Watts lived at a time of transition in church music. The transition was over whether to use new humanly composed hymns or stick with singing the psalms of David. Metrical psalters were introduced in England as a more Biblical form of singing than Lutheran hymns. Watts complained that Old Covenant themes were being sung by New Covenant people. Perhaps he had a point!

In Watts’s day this was a very divisive issue. Diversion from the metrical psalms was considered heretical. Watts worked to change it. In doing so tempers often flared, church members raged, and congregations split over the song service. When Watts wrote, “Join in a song with sweet accord” he was preaching to his own people because there was very little of sweet accord in singing!

In some churches a compromise was reached. Metrical psalms would be sung in the early part of the service. Humanly composed hymns were used at the end of a service at which point some people would leave or refuse to sing at all. People felt the tension between old songs and new songs like we do today!

Isaac Watts’s “new songs” (now old) were not universally accepted in his own day. The mere fact that they were humanly composed was enough to anathematize them. They were “uninspired” as opposed to the psalms of David, and were, in large measure, opposed for that reason.

Isaac Watts began writing hymns basically by accident. He once complained to his father that by singing only the psalms they were missing much New Testament truth. His father suggested that he write something better. The next Sunday he presented his first hymn: “Behold the Glories of the Lamb” when he was just a teenager. He wrote 700 hymns in his lifetime.

Something else that Watts did resulted in what we know today as congregational singing. The old style of singing was called “lining/parceling out.”  The song leader, or “clerk,” would read or sing one line of a psalm which would then be sung by the entire congregation. This was done because hymnbooks were expensive, and many worshipers did not know how to read. Watts wanted the congregation to sing one line after another, the way we do today. Watts’s method was condemned as the “new way,” but the new way prevailed.

The opening line, “Come we that love the Lord” is thought to have addressed his critics, detractors and people who refused to sing humanly devised hymns. To his muted objectors he wrote, “Let those refuse to sing who never knew our God; but children of the heavenly King may speak their joys abroad.” Can you see the two camps to which Watts alluded? Those who “refuse to sing who never knew our God.” The “children of the heavenly King may speak their joys abroad.”

This hymn appeared in 1707 under the title, “Heavenly Joy on Earth.” Today, we use only four of its original ten stanzas, and in some places the wording has been changed. Robert Lowrey wrote the present tune and refrain in 1867 (some say 1869).

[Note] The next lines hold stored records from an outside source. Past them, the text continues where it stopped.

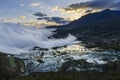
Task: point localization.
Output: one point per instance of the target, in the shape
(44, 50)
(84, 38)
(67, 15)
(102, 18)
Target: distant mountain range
(100, 29)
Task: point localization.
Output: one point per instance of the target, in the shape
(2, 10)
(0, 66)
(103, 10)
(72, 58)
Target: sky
(50, 12)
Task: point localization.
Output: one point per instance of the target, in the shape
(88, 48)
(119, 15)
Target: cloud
(39, 14)
(116, 6)
(57, 20)
(95, 4)
(16, 39)
(77, 10)
(21, 5)
(34, 4)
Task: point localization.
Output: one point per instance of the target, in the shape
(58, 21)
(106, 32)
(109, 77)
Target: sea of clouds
(16, 39)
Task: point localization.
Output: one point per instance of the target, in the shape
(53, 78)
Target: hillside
(101, 29)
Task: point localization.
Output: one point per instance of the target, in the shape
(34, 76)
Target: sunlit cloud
(21, 5)
(34, 4)
(22, 17)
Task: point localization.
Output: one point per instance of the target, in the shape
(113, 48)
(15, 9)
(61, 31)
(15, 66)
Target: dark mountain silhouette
(100, 29)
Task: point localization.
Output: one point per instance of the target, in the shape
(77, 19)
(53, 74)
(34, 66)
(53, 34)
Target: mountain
(100, 29)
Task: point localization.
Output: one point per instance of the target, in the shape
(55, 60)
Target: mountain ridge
(95, 28)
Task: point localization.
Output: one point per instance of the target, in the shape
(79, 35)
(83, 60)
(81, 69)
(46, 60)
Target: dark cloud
(95, 4)
(54, 19)
(116, 6)
(39, 14)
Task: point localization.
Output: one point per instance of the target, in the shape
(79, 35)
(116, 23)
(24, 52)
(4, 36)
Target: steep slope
(101, 29)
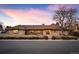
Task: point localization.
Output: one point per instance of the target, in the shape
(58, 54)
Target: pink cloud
(31, 16)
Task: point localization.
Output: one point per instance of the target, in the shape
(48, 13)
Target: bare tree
(71, 19)
(66, 18)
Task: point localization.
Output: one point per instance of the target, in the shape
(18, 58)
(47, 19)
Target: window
(47, 32)
(15, 31)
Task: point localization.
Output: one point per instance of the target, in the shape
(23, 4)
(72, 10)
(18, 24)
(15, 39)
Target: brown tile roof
(35, 27)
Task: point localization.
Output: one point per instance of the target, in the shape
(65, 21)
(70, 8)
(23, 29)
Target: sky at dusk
(29, 14)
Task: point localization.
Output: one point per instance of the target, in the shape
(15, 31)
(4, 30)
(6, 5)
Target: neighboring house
(44, 30)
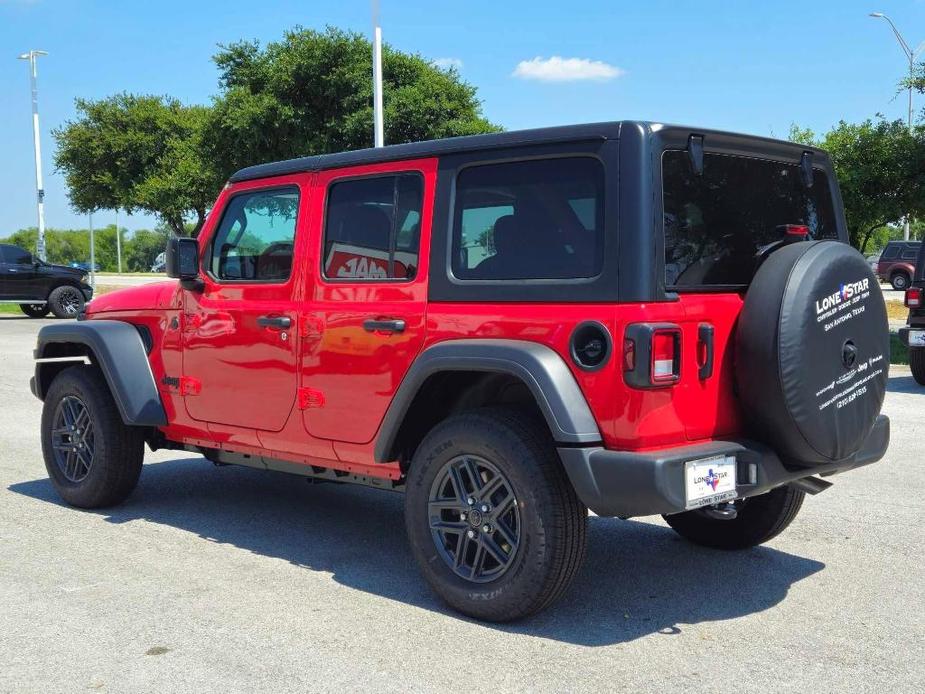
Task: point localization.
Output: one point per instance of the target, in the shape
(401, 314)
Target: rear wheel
(900, 281)
(92, 457)
(66, 301)
(493, 521)
(917, 364)
(35, 310)
(758, 519)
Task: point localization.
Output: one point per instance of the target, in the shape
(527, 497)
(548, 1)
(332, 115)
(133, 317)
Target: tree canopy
(881, 172)
(309, 93)
(135, 153)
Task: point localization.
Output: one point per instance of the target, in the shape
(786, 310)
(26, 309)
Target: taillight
(652, 355)
(629, 355)
(914, 297)
(666, 356)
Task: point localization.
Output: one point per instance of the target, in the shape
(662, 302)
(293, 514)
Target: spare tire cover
(812, 352)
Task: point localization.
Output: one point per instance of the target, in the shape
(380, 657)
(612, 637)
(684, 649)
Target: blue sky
(752, 67)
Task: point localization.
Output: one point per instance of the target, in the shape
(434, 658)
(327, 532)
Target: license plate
(710, 481)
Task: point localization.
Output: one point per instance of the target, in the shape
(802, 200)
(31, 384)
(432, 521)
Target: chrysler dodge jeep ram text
(511, 329)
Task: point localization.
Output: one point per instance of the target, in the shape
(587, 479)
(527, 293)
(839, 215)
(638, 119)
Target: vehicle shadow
(639, 578)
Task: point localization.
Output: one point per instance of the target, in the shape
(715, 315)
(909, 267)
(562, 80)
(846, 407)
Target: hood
(158, 295)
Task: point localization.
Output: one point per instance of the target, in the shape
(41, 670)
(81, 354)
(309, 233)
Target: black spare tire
(812, 352)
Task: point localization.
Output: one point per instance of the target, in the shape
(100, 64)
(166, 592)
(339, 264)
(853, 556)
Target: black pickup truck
(39, 287)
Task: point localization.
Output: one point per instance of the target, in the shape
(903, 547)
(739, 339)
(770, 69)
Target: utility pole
(378, 128)
(911, 55)
(32, 57)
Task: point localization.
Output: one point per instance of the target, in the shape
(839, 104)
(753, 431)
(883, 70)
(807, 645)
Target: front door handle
(705, 351)
(278, 322)
(385, 325)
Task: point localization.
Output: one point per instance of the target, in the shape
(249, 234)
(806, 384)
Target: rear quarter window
(717, 223)
(529, 220)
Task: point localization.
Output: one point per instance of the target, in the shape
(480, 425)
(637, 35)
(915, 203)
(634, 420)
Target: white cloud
(447, 63)
(559, 69)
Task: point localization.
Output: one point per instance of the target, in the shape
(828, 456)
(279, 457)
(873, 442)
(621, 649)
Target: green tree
(138, 153)
(311, 93)
(881, 172)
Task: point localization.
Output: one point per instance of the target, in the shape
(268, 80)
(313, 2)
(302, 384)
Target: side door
(20, 276)
(239, 346)
(364, 315)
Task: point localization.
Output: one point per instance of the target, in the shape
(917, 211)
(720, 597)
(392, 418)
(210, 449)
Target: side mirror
(182, 261)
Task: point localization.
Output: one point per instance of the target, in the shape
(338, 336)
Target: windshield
(717, 222)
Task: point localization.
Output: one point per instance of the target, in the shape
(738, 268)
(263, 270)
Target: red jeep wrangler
(512, 329)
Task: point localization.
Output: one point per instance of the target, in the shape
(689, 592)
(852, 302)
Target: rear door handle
(387, 325)
(278, 322)
(705, 350)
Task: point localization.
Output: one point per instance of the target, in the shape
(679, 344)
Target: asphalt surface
(128, 280)
(233, 580)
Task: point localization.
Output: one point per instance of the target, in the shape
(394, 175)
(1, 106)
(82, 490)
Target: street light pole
(118, 245)
(92, 255)
(32, 57)
(378, 128)
(911, 55)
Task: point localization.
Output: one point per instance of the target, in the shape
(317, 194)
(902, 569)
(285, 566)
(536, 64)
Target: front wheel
(92, 457)
(35, 310)
(66, 301)
(900, 281)
(492, 519)
(917, 364)
(758, 519)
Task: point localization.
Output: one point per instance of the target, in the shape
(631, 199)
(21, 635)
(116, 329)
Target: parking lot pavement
(232, 580)
(891, 294)
(111, 279)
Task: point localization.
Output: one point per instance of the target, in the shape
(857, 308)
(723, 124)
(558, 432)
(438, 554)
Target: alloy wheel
(72, 438)
(474, 519)
(70, 302)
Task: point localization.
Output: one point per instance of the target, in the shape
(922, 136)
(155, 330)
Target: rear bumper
(625, 484)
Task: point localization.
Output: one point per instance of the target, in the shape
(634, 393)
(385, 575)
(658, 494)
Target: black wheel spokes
(474, 519)
(72, 438)
(70, 302)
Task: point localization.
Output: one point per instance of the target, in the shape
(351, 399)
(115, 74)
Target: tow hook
(725, 511)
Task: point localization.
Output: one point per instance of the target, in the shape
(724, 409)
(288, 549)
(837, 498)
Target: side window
(890, 252)
(539, 219)
(254, 241)
(17, 256)
(372, 228)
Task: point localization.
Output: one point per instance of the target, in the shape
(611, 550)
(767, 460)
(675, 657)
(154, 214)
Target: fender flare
(541, 369)
(118, 350)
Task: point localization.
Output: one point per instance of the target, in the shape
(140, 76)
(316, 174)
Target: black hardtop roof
(468, 143)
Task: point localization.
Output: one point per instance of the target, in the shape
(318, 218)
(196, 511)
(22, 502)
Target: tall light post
(32, 57)
(92, 254)
(911, 55)
(378, 128)
(118, 245)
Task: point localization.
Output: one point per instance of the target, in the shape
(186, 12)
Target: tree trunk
(200, 221)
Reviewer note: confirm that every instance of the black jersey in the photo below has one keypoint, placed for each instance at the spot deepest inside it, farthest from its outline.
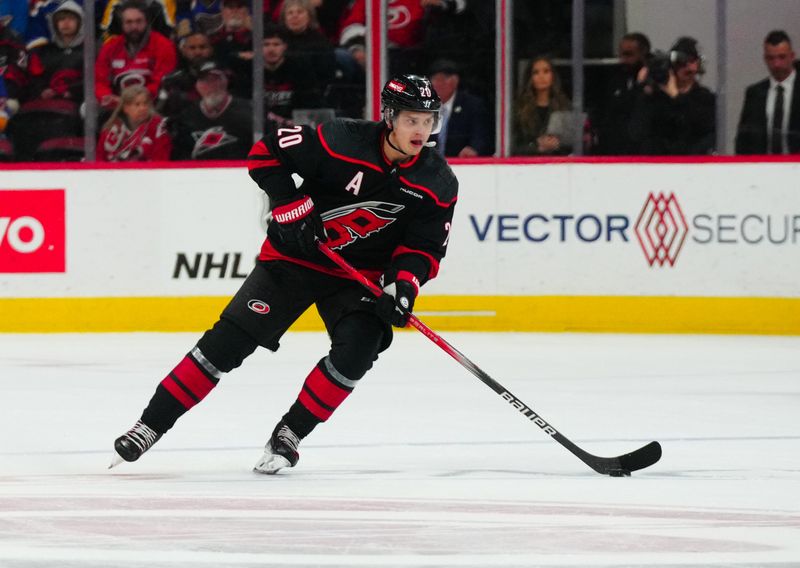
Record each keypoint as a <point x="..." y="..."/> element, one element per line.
<point x="377" y="214"/>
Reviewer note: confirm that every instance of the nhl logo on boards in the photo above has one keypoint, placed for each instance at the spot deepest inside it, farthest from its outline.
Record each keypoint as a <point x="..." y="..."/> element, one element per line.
<point x="258" y="306"/>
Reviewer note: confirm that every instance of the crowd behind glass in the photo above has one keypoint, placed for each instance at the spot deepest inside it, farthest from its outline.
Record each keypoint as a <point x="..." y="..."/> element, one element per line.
<point x="174" y="80"/>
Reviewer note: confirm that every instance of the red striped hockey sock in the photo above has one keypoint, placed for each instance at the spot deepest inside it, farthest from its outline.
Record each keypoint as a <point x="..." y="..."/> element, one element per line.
<point x="186" y="385"/>
<point x="322" y="393"/>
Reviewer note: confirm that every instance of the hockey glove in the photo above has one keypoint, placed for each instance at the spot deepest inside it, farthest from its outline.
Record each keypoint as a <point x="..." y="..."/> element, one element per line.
<point x="299" y="226"/>
<point x="400" y="289"/>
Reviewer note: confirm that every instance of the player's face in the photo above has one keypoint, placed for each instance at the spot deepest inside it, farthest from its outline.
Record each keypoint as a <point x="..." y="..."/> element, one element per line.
<point x="779" y="59"/>
<point x="411" y="131"/>
<point x="542" y="76"/>
<point x="137" y="110"/>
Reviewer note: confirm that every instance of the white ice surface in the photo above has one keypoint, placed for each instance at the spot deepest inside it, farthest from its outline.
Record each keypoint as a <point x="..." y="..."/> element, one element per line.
<point x="422" y="466"/>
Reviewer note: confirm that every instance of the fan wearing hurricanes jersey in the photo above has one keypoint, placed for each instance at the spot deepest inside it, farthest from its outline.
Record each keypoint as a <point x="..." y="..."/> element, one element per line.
<point x="378" y="194"/>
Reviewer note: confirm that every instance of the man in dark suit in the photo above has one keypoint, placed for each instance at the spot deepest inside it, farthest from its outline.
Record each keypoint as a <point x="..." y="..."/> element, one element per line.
<point x="465" y="120"/>
<point x="770" y="120"/>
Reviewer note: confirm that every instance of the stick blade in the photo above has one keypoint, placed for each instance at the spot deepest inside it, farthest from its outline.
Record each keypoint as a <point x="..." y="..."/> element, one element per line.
<point x="643" y="457"/>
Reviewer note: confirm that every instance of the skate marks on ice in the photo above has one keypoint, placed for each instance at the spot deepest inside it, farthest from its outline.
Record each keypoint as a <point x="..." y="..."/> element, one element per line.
<point x="127" y="531"/>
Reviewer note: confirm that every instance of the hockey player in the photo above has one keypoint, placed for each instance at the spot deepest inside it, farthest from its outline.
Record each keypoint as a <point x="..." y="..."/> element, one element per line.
<point x="375" y="192"/>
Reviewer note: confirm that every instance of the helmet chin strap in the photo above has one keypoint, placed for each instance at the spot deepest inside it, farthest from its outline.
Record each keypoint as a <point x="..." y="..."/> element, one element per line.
<point x="430" y="144"/>
<point x="389" y="141"/>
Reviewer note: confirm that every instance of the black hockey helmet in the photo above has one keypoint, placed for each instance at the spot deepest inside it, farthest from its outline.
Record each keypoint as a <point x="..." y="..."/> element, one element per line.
<point x="409" y="92"/>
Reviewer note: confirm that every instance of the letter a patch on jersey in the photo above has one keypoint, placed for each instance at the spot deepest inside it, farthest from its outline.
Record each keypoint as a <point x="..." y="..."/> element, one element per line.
<point x="355" y="183"/>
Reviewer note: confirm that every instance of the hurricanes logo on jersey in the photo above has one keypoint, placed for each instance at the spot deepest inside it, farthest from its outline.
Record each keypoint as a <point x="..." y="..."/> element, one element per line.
<point x="211" y="139"/>
<point x="344" y="225"/>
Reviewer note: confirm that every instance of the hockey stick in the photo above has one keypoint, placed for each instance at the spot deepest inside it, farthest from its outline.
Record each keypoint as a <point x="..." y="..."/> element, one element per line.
<point x="618" y="466"/>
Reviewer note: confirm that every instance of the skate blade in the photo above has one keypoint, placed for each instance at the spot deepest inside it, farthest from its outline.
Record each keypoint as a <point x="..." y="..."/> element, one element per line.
<point x="116" y="460"/>
<point x="271" y="464"/>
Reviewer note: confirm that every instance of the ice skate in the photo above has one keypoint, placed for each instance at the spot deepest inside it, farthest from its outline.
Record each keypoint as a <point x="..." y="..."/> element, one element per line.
<point x="280" y="451"/>
<point x="133" y="443"/>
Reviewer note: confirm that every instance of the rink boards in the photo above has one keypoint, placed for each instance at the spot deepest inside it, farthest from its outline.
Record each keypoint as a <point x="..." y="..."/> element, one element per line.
<point x="651" y="247"/>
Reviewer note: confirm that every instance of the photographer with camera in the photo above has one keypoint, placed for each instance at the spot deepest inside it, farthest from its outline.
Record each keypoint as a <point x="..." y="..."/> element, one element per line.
<point x="673" y="114"/>
<point x="614" y="116"/>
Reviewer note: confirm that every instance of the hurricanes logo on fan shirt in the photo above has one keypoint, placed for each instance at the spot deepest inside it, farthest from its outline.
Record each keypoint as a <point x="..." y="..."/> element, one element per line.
<point x="210" y="139"/>
<point x="346" y="224"/>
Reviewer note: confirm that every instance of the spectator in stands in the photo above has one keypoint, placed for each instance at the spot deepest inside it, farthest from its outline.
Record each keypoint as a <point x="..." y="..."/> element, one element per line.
<point x="204" y="17"/>
<point x="39" y="30"/>
<point x="216" y="127"/>
<point x="614" y="137"/>
<point x="676" y="115"/>
<point x="178" y="88"/>
<point x="464" y="119"/>
<point x="140" y="56"/>
<point x="770" y="118"/>
<point x="56" y="68"/>
<point x="5" y="114"/>
<point x="288" y="84"/>
<point x="540" y="99"/>
<point x="134" y="133"/>
<point x="13" y="62"/>
<point x="15" y="16"/>
<point x="233" y="43"/>
<point x="306" y="41"/>
<point x="406" y="33"/>
<point x="160" y="16"/>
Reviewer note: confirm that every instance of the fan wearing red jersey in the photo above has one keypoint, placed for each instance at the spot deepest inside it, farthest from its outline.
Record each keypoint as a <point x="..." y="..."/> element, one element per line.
<point x="378" y="194"/>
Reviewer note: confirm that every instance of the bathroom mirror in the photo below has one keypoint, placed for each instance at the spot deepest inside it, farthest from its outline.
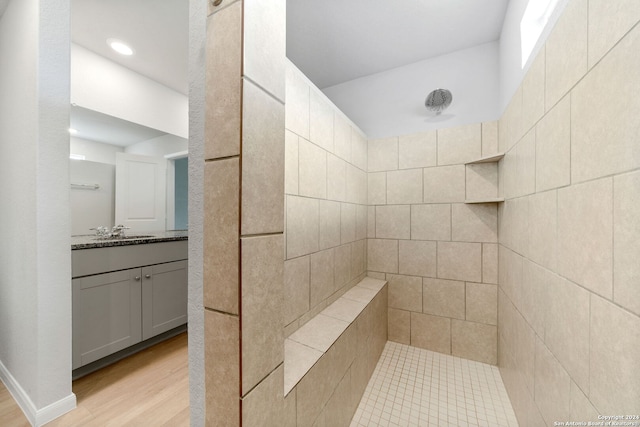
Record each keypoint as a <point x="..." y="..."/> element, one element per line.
<point x="105" y="150"/>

In my mind this hymn reflects the following passages:

“And the ransomed of the LORD shall return and come to Zion with singing; everlasting joy shall be upon their heads; they shall obtain gladness and joy, and sorrow and sighing shall flee away” (Isaiah 35:10).

“And the ransomed of the LORD shall return and come to Zion with singing; everlasting joy shall be upon their heads; they shall obtain gladness and joy, and sorrow and sighing shall flee away” (Isaiah 51:11).

“But you have come to Mount Zion and to the city of the living God, the heavenly Jerusalem, and to innumerable angels in festal gathering” (Hebrews 12:22).